Mais sur le sujet de Maurice, George est intarissable : le mariage de Maurice, ses voyages, ses travaux, sa vie, la naissance de ses enfants. Pour Maurice, quelle mère elle est demeurée ! George aime aussi profondément sa belle-fille, Mme Maurice Sand, la fille de Calamatta : « C’est une petite sensitive, pleine de vitalité et de courage, » écrit-elle le jour où le départ de Calamatta met précisément Nohant en émoi ; Mme Maurice Sand pleure : « Ça déchire le cœur de voir pleurer les enfants qu’on adore. Et que faire ? Pas de vie sans douleur, et ceux qui ne souffrent plus de rien, ne sont plus bons à rien. »[2]

MARIE BULOZ

Le nom de la fille de Mme Buloz revient dans ces conversalions maternelles. Marie est souffrante, elle languit, pourquoi ?

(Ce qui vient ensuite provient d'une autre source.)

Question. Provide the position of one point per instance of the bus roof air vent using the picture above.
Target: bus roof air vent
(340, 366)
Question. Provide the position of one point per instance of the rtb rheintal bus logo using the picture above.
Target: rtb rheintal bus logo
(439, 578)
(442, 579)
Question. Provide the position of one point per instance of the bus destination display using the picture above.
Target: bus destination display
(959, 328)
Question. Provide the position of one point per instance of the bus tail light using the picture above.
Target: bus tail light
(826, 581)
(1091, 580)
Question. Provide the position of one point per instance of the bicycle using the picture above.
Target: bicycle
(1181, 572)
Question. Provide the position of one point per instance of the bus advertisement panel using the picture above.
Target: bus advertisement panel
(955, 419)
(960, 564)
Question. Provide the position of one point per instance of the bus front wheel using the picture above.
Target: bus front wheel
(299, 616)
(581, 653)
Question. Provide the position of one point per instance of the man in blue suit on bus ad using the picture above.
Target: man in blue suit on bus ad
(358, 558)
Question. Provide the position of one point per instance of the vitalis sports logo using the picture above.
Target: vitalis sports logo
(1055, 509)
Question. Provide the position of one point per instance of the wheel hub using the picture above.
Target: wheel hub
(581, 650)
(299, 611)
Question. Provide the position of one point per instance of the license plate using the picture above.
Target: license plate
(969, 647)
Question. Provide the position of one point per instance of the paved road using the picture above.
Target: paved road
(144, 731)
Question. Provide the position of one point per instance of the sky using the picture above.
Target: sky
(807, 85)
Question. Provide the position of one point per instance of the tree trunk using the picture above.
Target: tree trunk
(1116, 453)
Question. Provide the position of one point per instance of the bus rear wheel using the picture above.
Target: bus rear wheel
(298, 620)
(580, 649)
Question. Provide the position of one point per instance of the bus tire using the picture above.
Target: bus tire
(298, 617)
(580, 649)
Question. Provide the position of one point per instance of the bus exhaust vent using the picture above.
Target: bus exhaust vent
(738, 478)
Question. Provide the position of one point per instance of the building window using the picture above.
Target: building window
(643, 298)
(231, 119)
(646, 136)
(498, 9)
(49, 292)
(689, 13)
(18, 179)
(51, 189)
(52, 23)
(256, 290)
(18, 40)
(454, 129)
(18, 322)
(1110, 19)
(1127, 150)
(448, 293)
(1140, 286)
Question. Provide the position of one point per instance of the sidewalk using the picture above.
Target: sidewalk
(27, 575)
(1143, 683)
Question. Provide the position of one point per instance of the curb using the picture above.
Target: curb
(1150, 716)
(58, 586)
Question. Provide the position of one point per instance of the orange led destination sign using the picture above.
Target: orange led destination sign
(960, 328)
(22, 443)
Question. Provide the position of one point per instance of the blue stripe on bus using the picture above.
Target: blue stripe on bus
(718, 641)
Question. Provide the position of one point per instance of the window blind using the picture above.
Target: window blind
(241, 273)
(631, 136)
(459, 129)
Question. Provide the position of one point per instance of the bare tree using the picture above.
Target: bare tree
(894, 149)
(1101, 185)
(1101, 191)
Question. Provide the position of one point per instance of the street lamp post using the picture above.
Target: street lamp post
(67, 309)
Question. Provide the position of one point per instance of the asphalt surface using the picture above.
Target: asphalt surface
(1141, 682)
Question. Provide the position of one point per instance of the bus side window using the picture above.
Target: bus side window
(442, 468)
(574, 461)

  1. Je ne sais guère à quelle époque placer la lettre suivante de Solange Sand, qui se mêlait aussi de littérature. Elle venait d’essuyer pour un roman, elle aussi, un refus à la Revue. La lettre doit être adressée à Charles Buloz :
    « Montgivray, près La Châtre (Indre).
    « Monsieur,
    « Mon caractère est trop bien constitué pour prendre en mauvaise part les objections de Monsieur votre père. Je le remercie de m’indiquer les défauts capitaux et j’aimerais, comme vous me l’offrez, qu’il me précisât les détails défectueux… Je suis absolument de votre avis sur le style. C’est pourquoi je demandais, avant la publication, de faire passer sous les yeux maternels… mes types existent, le Turc en tête. Ce monde existe aussi (pas bien loin de vous et de moi, si je ne me trompe) et j’ai eu le loisir de l’étudier parmi les six mille mondes que j’ai hantés et que je vois encore… Je ne sais rien de plus excentrique (je redis votre mot) que l’espèce humaine… rien de plus fantasque, de plus absurde que les caractères européens, si graves qu’ils se croient être, et se montrent ; rien de plus bizarre que la vie : la vie de chacun prise à part, et regardée de sang-froid, sans préjugés politiques, littéraires, religieux, philosophiques, soi-disant moralisateurs ou autres. Je vois, je pense, je sens, singulier. Je ne puis donc faire qu’excentrique… Les lecteurs de la Revue ne sont pas si timorés que vous le supposez. Ils ont avalé Camors sans sourciller, et digéré Oldenis sans murmurer, » etc. (Inédite.)
  2. Inédite.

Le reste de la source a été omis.